Page MenuHomePhabricator

Enable MW REST API on job runners and video scalers (for the new rest.php job executor)
Open, MediumPublic

Description

Currently job runners and videoscalers have a very custom mediawiki site config that allows calling to /rpc/RunSingleJob.php but disallows calling normal MediaWiki entrypoints.

In order to migrate job execution to the new REST endpoint T244826, we need to be able to call w/rest.php/eventbus/v0/internal/job/execute on job runners and vide scalers. The selection of the wiki can be done via the Host header. So, I guess a normal MW site config should be applied to jobrunners and videoscalers.

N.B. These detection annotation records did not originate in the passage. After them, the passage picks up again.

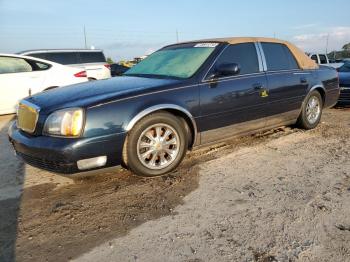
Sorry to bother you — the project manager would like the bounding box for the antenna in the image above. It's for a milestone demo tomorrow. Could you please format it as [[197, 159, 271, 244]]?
[[84, 25, 87, 49]]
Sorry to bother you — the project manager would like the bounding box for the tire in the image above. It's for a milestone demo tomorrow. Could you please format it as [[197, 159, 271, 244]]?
[[123, 112, 188, 177], [297, 90, 323, 130]]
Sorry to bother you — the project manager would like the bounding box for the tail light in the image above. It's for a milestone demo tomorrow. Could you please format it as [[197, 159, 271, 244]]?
[[74, 71, 87, 77]]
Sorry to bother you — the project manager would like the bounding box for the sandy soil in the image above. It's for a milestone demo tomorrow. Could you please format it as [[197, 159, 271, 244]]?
[[0, 109, 350, 261]]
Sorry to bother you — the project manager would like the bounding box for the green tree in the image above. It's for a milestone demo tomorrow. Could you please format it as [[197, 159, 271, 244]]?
[[107, 57, 114, 64]]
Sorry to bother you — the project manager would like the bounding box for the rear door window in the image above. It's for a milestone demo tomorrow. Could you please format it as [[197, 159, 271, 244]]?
[[79, 52, 106, 64], [0, 56, 33, 74], [320, 55, 327, 64], [209, 43, 259, 75], [338, 63, 350, 72], [311, 55, 318, 64], [46, 52, 79, 65], [261, 43, 299, 71]]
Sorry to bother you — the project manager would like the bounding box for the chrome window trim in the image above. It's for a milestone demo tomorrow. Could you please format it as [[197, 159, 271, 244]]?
[[125, 104, 199, 146], [202, 72, 264, 84]]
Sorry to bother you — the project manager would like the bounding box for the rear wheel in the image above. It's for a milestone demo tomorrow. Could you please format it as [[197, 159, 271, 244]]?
[[123, 112, 188, 176], [297, 90, 323, 129]]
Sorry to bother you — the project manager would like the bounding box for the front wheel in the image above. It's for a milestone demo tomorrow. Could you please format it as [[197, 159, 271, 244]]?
[[297, 90, 323, 129], [123, 112, 188, 176]]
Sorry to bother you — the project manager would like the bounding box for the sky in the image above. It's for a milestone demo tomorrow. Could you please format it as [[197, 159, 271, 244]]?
[[0, 0, 350, 61]]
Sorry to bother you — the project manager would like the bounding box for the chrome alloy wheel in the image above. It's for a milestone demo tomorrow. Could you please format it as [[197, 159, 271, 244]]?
[[306, 96, 321, 124], [137, 123, 180, 170]]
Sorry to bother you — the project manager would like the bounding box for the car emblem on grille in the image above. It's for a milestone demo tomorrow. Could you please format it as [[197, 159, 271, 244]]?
[[17, 100, 40, 133]]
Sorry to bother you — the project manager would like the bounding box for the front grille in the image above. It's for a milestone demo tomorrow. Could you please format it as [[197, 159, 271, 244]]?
[[17, 101, 39, 133], [17, 151, 78, 174]]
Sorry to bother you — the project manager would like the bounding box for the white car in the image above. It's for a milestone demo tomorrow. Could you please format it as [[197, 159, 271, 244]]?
[[18, 49, 111, 80], [0, 54, 88, 115]]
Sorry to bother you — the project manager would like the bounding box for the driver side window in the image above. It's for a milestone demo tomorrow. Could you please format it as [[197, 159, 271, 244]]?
[[208, 43, 259, 75]]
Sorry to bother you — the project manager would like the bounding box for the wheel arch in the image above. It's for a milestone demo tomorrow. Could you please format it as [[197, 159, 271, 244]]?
[[308, 85, 326, 105], [125, 104, 197, 148]]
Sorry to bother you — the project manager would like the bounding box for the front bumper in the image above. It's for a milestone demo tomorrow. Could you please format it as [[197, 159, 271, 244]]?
[[338, 87, 350, 104], [8, 122, 126, 174]]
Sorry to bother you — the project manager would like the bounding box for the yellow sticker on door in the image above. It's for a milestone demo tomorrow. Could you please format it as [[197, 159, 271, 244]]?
[[260, 90, 269, 97]]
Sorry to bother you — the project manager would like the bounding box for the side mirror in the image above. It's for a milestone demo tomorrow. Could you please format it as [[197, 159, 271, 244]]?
[[208, 63, 241, 80]]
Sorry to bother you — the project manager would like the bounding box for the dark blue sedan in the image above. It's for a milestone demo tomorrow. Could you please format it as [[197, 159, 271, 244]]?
[[9, 38, 339, 176]]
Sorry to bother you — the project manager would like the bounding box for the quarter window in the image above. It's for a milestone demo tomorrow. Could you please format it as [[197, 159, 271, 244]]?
[[261, 43, 299, 71], [320, 55, 327, 64], [338, 63, 350, 72], [209, 43, 259, 75], [311, 55, 318, 64], [0, 56, 33, 74]]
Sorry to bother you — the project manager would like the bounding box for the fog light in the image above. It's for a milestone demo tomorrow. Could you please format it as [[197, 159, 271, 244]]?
[[77, 156, 107, 170]]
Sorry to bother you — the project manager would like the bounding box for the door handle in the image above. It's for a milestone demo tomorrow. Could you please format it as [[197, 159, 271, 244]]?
[[253, 83, 264, 90], [300, 77, 307, 84]]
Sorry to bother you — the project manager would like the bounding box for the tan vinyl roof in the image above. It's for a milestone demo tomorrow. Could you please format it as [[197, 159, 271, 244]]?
[[189, 37, 318, 69]]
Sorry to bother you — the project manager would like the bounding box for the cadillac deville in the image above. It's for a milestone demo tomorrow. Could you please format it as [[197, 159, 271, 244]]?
[[9, 38, 339, 176]]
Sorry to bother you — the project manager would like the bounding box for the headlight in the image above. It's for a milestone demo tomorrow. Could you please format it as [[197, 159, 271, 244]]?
[[44, 108, 84, 137]]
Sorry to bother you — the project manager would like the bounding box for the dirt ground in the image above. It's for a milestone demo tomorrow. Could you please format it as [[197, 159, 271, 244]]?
[[0, 108, 350, 261]]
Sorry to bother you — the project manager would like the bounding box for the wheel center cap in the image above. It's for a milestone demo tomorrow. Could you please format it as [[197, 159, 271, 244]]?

For the transitional period, we have a rollout plan T246371, so both access methods should work simultaneously. After the transition is completed, all the special site configuration for jobrunner can be cleaned up, since both special /rpc job running scripts will be deleted.

Event Timeline

Change 576913 had a related patch set uploaded (by Hnowlan; owner: Hnowlan):
[operations/puppet@production] jobrunner: Standard mediawiki webserver configuration

https://gerrit.wikimedia.org/r/576913

There are several issues with this approach:

  • We need to be able to discern videoscaling and normal jobrunning in separated balanced pools. We can probably keep doing so by keeping the IPs separated
  • We need to adapt the timeout to be 20 minutes for jobs and 1 day for videos. I'm not sure how that could be done. Maybe sending a special header in the request
  • We need to fix how timeouts are set in mediawiki-config too.

We need to be able to discern videoscaling and normal jobrunning in separated balanced pools. We can probably keep doing so by keeping the IPs separated

Yeah, I'm not asking to join the pools of servers - we're still gonna be calling distinct LVS endpoints and we want the clusters to be separated.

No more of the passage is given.